でも、ネガティブを判断する主体は一体どこの誰ですか?「ネガティブな物が嫌なだけ」と言っている人にとって嫌な物を言っている人がネガティブと捉えているだけのことです

相対化して考えた場合、その人自身が間違えていたり偏っていたりした場合でも、それを指摘することにネガティブさは存在しません。

単なる異論であり、ときに事実そのものであるわけです。単に異論を受け付ける猶予が無いことをネガティブというレッテルを貼ることによって回避しようという安易且つ卑怯な論法でしかありません。

よく言われるのが自分にとっての真実と異なる異論をぶつけられたとき、それを全て誹謗中傷だと騒ぎ立てる人がいます。

無論、異論にも質という物があります。ピンキリです。ネットなどでは本当に中傷や言いがかりでしか無いものも沢山あります。*4こういう状況も「なんでも中傷だ」と言い出すお花畑な人には都合が良い。

ですが、本来異論は中傷とは全く別物で仮に「自分の真実」を覆す物であっても「自分の真実」と同等以上に尊重しなければなりません。

決して終わらない「自分の真実」至上主義

記事はこうしめています


「フェイクニュース王」と呼ばれたクーラーさんは、批判や後悔もあり、トランプ氏の大統領就任後まもなくフェイクニュースを流すのをやめた。

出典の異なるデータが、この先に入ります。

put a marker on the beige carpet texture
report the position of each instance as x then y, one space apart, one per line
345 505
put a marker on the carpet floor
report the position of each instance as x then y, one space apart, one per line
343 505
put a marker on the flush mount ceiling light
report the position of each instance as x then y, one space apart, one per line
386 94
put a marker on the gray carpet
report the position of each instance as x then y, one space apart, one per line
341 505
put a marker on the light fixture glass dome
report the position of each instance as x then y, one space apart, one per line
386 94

「言論の自由を取り締まるのは危険」との考えから、大手メディアなどに対抗策を助言する。一方で、こうも予言する。トランプ政権に不満を募らせるリベラル層が「フェイクニュースの次なる市場になる」と。
この言葉には二重の意味があります。

一つはファイクニュースサイトが扇動して「自分の真実」を助長する流れがこれからますます過激になっていくでしょう。

もう一つは、当の大手メディア或いはバイラルメディアなど後続してきたメディアそのものが「メディアの真実」を語る方向性が更に強まる恐れです。

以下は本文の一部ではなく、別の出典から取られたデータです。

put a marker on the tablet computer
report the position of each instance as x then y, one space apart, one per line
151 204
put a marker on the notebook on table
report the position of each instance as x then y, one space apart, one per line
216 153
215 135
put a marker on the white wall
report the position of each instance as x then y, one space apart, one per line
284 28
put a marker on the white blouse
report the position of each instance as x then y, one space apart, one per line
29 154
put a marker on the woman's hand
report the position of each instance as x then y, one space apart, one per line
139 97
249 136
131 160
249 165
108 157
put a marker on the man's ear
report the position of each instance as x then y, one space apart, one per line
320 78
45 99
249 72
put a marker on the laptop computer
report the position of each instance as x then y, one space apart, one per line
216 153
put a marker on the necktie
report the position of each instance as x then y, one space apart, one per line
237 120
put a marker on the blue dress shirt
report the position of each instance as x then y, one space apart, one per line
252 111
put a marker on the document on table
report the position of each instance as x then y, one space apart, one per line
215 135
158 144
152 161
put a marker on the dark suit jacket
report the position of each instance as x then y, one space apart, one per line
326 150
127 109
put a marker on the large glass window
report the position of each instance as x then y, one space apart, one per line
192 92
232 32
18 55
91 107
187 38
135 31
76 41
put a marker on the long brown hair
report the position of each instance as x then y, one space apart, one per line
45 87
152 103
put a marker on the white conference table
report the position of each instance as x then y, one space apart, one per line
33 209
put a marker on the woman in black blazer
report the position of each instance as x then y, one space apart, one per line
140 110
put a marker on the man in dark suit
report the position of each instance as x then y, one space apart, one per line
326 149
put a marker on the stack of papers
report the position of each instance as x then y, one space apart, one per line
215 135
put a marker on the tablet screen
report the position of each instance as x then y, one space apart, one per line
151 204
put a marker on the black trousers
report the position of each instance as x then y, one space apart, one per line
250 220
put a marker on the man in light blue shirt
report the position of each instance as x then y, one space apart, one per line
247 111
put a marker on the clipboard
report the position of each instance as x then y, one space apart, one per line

後者は確かに事実をベースに伝達をすることを生業としており、その一点は信用に足ります。

しかし、それは色や角度をつけないということは意味しない。むしろ、色や角度は積極的につける。

自身がいかに前向きかを「フェイクニュースと闘う」「NO HATE」などと聞こえの良いスローガンを挙げて喧伝する。

でも組織として不偏不党、中立無私を期待できるような仕組みを作らない限りそれはスローガンに過ぎず信用に足らない。

だからこそ、読む側受け入れる側がどういう姿勢を取るかが問われる。報道は報道で任せるとして大事なのはあなた自身がどうふるまうかだ。

*1:あれは結局ガースーが口から出任せを吐いたというオチで、菅氏の株が落ちるだけという情けない話になりました。その上懲りずに公式文書以外は認めない運用を始めるのですから、厚顔無恥というのは最強ですね

*2:こらこら、そこの儲かっていないブロガー!「いいなあ、自分もやろうかな」とか思わない!今更そんな後追い認識じゃセンスが無いから無理だよ。

*3:迎撃かな

*4:はてなブックマークなどはまともな言及が出来る人は数えるほどしかいませんしね。大抵はそびえ立つ糞製造機です。暇人に道具を与えるとろくなことはしないという証明にはもってこいですが…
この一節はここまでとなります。